In my review of the 1931 adaptation of the Doyle short story, THE SPECKLED BAND, I deemed this film to be uncanny due it features 'a method of murder so peculiar that it falls into my category for "bizarre crimes."  Said method is that of an evil stepfather forcing his stepdaughter to sleep in a pre-designated room with a bell-cord pointlessly hanging over it, and then to introduce a swamp adder into the room's ventilator shaft, so that the serpent will crawl down the cord, kill its victim with a bite, and then retreat when called back up the bell-cord.

My rationale for deeming both the short story and its adaptations as works of the "uncanny-metaphenomenal" is the same as with all others: though there is no violation of the laws of cause and effect, causality's rules are bent, in that people, their societies, their devices or the creatures with whom they interact go beyond the domain of the naturalistic in terms of normal behavior.  In many cases, the person who commits the bizarre crime-- such as the near-supervillain Blofeld in Ian Fleming's THUNDERBALL-- is the only one associated with it.
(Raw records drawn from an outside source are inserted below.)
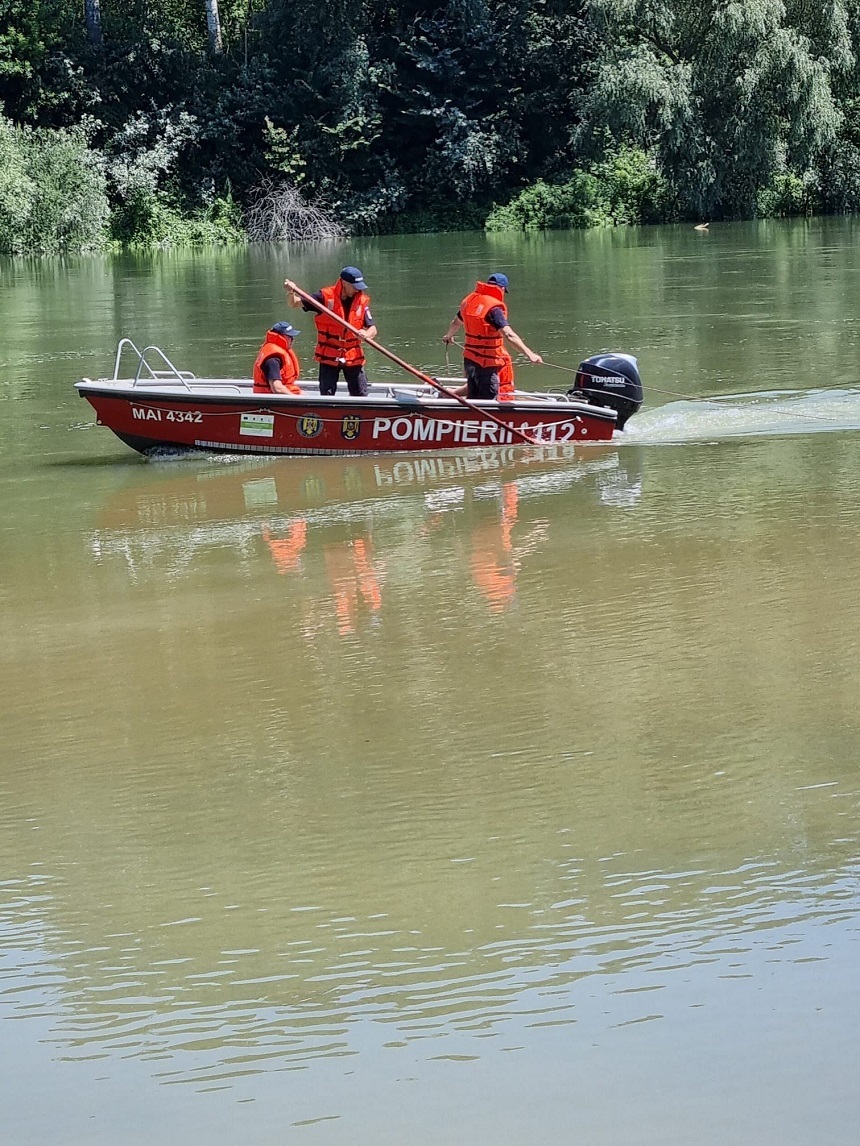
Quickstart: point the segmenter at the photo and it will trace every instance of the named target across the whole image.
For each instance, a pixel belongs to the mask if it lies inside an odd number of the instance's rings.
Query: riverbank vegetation
[[[860,207],[860,0],[0,0],[0,251]]]

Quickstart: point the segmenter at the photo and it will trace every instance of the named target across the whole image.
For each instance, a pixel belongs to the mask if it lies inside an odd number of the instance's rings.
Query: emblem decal
[[[322,418],[317,414],[303,414],[297,423],[297,429],[303,438],[315,438],[322,433]]]
[[[357,414],[347,414],[343,420],[340,432],[348,442],[354,442],[361,433],[361,419]]]

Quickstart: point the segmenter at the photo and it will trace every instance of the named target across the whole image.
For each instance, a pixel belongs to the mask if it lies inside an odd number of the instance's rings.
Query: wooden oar
[[[310,306],[315,307],[321,314],[325,314],[328,318],[332,318],[335,322],[340,323],[345,330],[349,330],[357,338],[360,338],[362,342],[368,346],[372,346],[374,350],[379,351],[380,354],[384,354],[386,358],[390,358],[391,361],[395,362],[402,370],[406,370],[409,374],[414,374],[416,378],[420,378],[426,386],[432,386],[434,390],[438,390],[439,393],[444,394],[446,398],[453,398],[454,401],[459,402],[461,406],[466,406],[468,409],[474,410],[479,417],[486,418],[488,422],[495,422],[497,426],[501,426],[503,430],[508,430],[515,437],[525,442],[526,445],[539,446],[542,444],[537,438],[529,437],[523,430],[518,430],[515,426],[507,425],[501,418],[497,418],[495,414],[491,414],[489,410],[482,410],[480,406],[475,405],[475,403],[468,398],[464,398],[462,394],[455,394],[453,390],[449,390],[446,386],[443,386],[441,382],[437,382],[435,378],[431,378],[429,374],[425,374],[423,370],[419,370],[417,366],[411,366],[408,362],[404,362],[402,358],[398,358],[393,351],[382,346],[375,339],[362,338],[361,333],[356,327],[348,323],[345,318],[341,318],[339,314],[335,314],[333,310],[329,310],[329,308],[324,306],[321,302],[317,302],[313,295],[303,291],[302,288],[296,286],[294,282],[290,282],[289,279],[284,279],[284,288],[297,294],[300,299],[303,299]]]

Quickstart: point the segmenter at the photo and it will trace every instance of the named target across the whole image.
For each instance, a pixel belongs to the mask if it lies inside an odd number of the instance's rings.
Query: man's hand
[[[451,345],[451,343],[454,341],[454,336],[460,330],[462,325],[463,325],[462,318],[459,318],[457,315],[454,315],[454,317],[451,319],[451,322],[448,326],[448,329],[442,335],[442,341],[445,343],[446,346]]]
[[[543,359],[539,354],[535,354],[533,350],[527,350],[526,353],[528,354],[529,362],[531,362],[533,366],[543,366]]]

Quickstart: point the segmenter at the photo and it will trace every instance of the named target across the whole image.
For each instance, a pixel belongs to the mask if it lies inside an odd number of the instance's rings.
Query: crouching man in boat
[[[254,363],[255,394],[301,394],[299,360],[293,350],[299,333],[288,322],[276,322],[267,333]]]
[[[460,327],[466,328],[463,368],[466,372],[466,394],[472,399],[513,399],[513,365],[505,339],[522,351],[529,362],[536,365],[543,362],[541,356],[530,350],[511,328],[505,304],[507,293],[507,275],[492,274],[485,283],[476,283],[472,293],[460,303],[460,309],[442,336],[445,345],[450,346]]]
[[[332,286],[323,287],[312,297],[327,310],[338,315],[358,331],[353,334],[324,311],[316,310],[290,290],[289,279],[284,283],[290,306],[313,311],[317,328],[314,358],[319,363],[320,394],[336,394],[341,370],[347,389],[354,397],[367,397],[367,374],[364,370],[364,347],[367,338],[376,338],[376,325],[370,313],[367,283],[358,267],[344,267],[340,278]]]

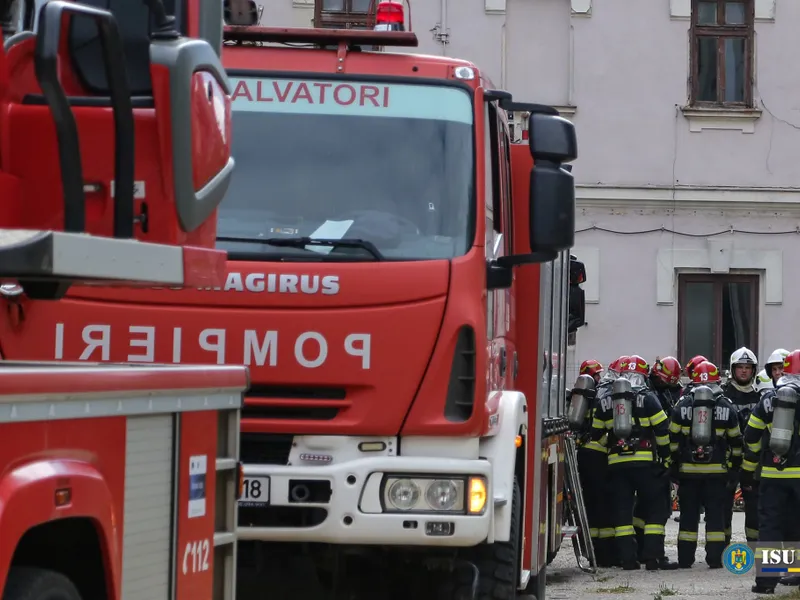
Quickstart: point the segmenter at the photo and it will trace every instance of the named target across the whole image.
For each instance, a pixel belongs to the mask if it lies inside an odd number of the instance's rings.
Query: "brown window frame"
[[[699,2],[710,0],[692,0],[692,27],[691,27],[691,106],[697,107],[726,107],[726,108],[752,108],[753,107],[753,70],[754,70],[754,41],[755,41],[755,0],[739,0],[745,3],[744,25],[697,25],[699,16]],[[726,0],[713,0],[717,3],[717,20],[724,19]],[[701,37],[716,37],[717,39],[717,101],[697,100],[700,92],[700,61],[698,39]],[[725,94],[725,43],[726,38],[744,38],[744,100],[742,102],[728,102],[720,100]]]
[[[686,284],[687,283],[712,283],[714,284],[714,306],[721,307],[722,305],[722,286],[726,283],[749,283],[751,284],[752,297],[750,298],[750,322],[753,323],[752,339],[748,348],[758,348],[758,316],[759,316],[759,283],[760,277],[758,275],[722,275],[722,274],[689,274],[680,273],[678,275],[678,356],[682,361],[681,364],[692,358],[685,356],[684,349],[684,307],[686,306]],[[717,327],[714,331],[714,355],[709,356],[717,367],[724,370],[727,369],[728,357],[722,356],[722,320],[717,321]]]
[[[375,3],[372,0],[367,12],[355,12],[353,0],[344,0],[344,10],[323,10],[323,0],[314,2],[314,27],[326,29],[372,29],[375,27]]]

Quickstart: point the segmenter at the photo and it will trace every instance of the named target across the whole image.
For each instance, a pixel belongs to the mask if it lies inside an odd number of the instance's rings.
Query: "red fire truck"
[[[240,589],[541,599],[563,534],[574,128],[467,61],[384,52],[417,39],[399,3],[377,9],[378,31],[226,28],[224,285],[23,297],[0,342],[250,367]]]
[[[11,4],[4,33],[34,18]],[[35,17],[0,50],[4,327],[23,331],[73,282],[223,282],[230,96],[212,46],[160,2],[53,1]],[[133,87],[134,66],[160,89]],[[0,597],[234,600],[247,368],[16,362],[41,353],[0,344]]]

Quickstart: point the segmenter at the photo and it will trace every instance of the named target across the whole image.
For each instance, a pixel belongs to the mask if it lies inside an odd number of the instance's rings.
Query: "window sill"
[[[292,0],[295,8],[314,8],[314,0]]]
[[[699,133],[704,129],[722,129],[754,133],[756,121],[761,118],[758,108],[699,108],[684,106],[683,116],[689,121],[689,131]]]
[[[572,117],[575,116],[575,113],[578,112],[577,106],[553,106],[558,111],[559,116],[564,117],[568,121],[572,120]]]

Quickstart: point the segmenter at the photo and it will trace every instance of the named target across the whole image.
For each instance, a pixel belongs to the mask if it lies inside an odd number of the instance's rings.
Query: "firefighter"
[[[681,364],[677,358],[666,356],[656,358],[653,367],[650,369],[650,377],[648,383],[650,389],[655,392],[661,402],[661,408],[667,416],[672,414],[672,408],[681,398]],[[661,479],[664,486],[663,491],[663,517],[659,522],[663,521],[663,525],[667,524],[669,518],[672,516],[672,481],[669,477]],[[645,507],[641,502],[636,503],[636,508],[633,511],[633,527],[636,530],[636,541],[639,550],[641,551],[644,542],[644,511]],[[662,568],[670,569],[677,568],[676,563],[670,563],[666,557],[662,557]]]
[[[788,350],[783,348],[773,350],[767,362],[764,363],[764,369],[758,373],[758,381],[763,379],[772,382],[773,385],[777,385],[778,379],[783,375],[783,361],[786,360],[787,356],[789,356]]]
[[[578,375],[591,375],[592,379],[594,379],[595,385],[600,383],[600,377],[602,374],[603,365],[593,358],[583,361],[578,371]]]
[[[688,569],[697,551],[700,511],[706,507],[706,564],[722,567],[725,550],[724,503],[742,464],[742,434],[733,404],[705,383],[719,382],[708,361],[694,368],[694,387],[672,411],[669,426],[672,474],[678,480],[680,529],[678,565]],[[729,458],[730,455],[730,458]]]
[[[661,401],[661,408],[670,414],[681,398],[681,363],[677,358],[656,358],[650,369],[650,387]]]
[[[756,373],[758,372],[758,358],[749,348],[739,348],[730,359],[730,377],[722,391],[739,414],[739,426],[744,431],[750,412],[755,408],[761,394],[756,390]],[[742,485],[742,500],[744,501],[744,535],[748,542],[758,539],[758,482],[753,480],[747,485]],[[730,490],[730,501],[725,501],[725,539],[730,543],[731,524],[733,522],[733,498],[736,487]]]
[[[605,375],[603,375],[602,379],[604,381],[613,381],[617,377],[619,377],[620,364],[622,364],[622,362],[627,359],[628,359],[627,356],[620,356],[619,358],[615,358],[610,363],[608,363],[608,370],[606,371]]]
[[[610,395],[611,395],[611,388],[616,379],[619,378],[620,374],[620,364],[624,361],[627,362],[627,356],[621,356],[613,361],[611,361],[608,365],[608,369],[600,378],[600,383],[597,386],[597,398],[595,400],[595,414],[599,412],[599,407],[605,402],[609,404],[611,402]],[[603,446],[607,448],[607,439],[602,438],[601,443]],[[607,454],[607,453],[606,453]],[[608,466],[608,459],[606,458],[606,465]],[[607,468],[604,468],[604,473],[607,474]],[[605,540],[600,542],[600,545],[603,547],[609,547],[609,553],[607,557],[598,558],[598,564],[602,563],[602,565],[609,565],[609,566],[619,566],[619,558],[617,555],[617,547],[614,544],[614,523],[613,523],[613,515],[611,512],[610,501],[609,499],[612,497],[612,488],[609,484],[608,477],[605,477],[605,487],[604,490],[604,503],[605,503],[605,511],[600,520],[600,532],[598,538],[601,540]],[[595,553],[597,556],[597,553]]]
[[[796,528],[800,505],[800,350],[783,362],[784,375],[774,392],[766,392],[747,422],[744,431],[745,463],[743,484],[752,482],[756,465],[761,468],[758,496],[758,542],[791,541],[787,524]],[[770,427],[771,426],[771,427]],[[752,590],[772,594],[778,580],[756,577]]]
[[[692,383],[692,372],[694,371],[694,368],[697,365],[699,365],[701,362],[705,362],[707,360],[708,359],[705,356],[703,356],[702,354],[698,354],[697,356],[695,356],[694,358],[690,359],[689,362],[686,363],[686,367],[684,367],[684,372],[686,373],[686,377],[689,378],[689,383],[687,383],[684,386],[684,388],[681,390],[681,396],[683,396],[684,394],[687,394],[689,392],[689,390],[692,389],[692,386],[694,385]]]
[[[614,528],[609,521],[609,505],[606,482],[608,466],[608,448],[605,439],[599,442],[592,440],[592,419],[597,407],[598,372],[602,365],[594,361],[578,375],[572,394],[567,418],[575,435],[578,447],[578,476],[580,477],[583,499],[586,504],[586,517],[589,521],[589,533],[594,545],[597,565],[612,567],[614,548]],[[585,364],[585,363],[584,363]],[[608,387],[608,386],[605,386]]]
[[[648,570],[659,569],[664,556],[663,485],[669,466],[669,424],[655,394],[647,388],[649,365],[641,356],[621,361],[620,376],[610,398],[600,403],[592,421],[592,439],[608,446],[608,482],[613,501],[614,539],[625,570],[638,560],[633,508],[646,507],[642,559]]]

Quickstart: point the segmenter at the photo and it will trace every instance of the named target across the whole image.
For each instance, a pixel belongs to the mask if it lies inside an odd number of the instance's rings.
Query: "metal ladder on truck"
[[[578,568],[584,573],[597,572],[597,559],[589,531],[589,518],[586,516],[586,503],[578,474],[578,451],[575,437],[570,433],[564,442],[566,478],[564,481],[564,520],[561,528],[564,539],[572,540]]]

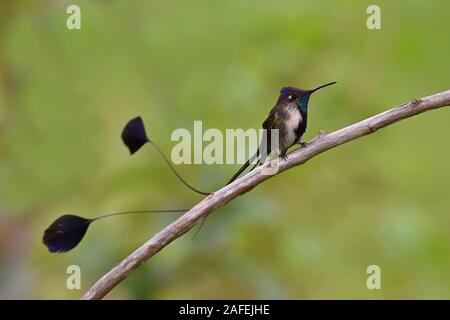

However, the villain of SPECKLED BAND may conceive of his bizarre murder-method, but the hero mirrors the villain's ingenuity by being able to deduce the plot by piecing together such disparate clues as a useless bell-cord and a mysterious whistling sound-- the one being the snake's method of entry, the other being the method by which the snake's owner calls the creature back up the cord.  In this story, Sherlock accomplishes his feat of detection by drawing upon his encyclopedic knowledge of exotica, rather than by making deductions based on reasonable premises.  In contrast, Holmes' solution of the HOUND OF THE BASKERVILLES mystery depends not on special knowledge but on a careful observation of available facts.  Holmes' knowledge of exotica then may qualify him as an uncanny entity in this story, just as a similar body of knowledge elevates Professor Van Helsing in the DRACULA novel to a status above that of an ordinary individual. 


Ironically, neither method would work in the real world.  It's very unlikely that a snake could negotiate a hanging cord without simply falling off, and since snakes are deaf, it would hardly respond to a whistle-cue.  But these are merely errors of verisimilitude.  Such errors don't affect whether or not a work logically qualifies as a metaphenomenal one.  And even if some character in the movie stopped the proceedings and started telling the audience that there was no such thing as a "swamp adder," such a scene by itself would only rate as a "fallacious figment" in the naturalistic mode.  A similar scene appears at the beginning of 1965's THE ALPHABET MURDERS, when Tony Randall briefly breaks the fourth wall to tell the audience that nothing unusual is going to happen.  In contrast, a "figment" in the uncanny mode can be seen in 1968's HEAD, where the Monkees' attempt to win clear of the clichés of the entertainment industry are doomed, and they remain the prisoners of their own, or someone else's, "heads."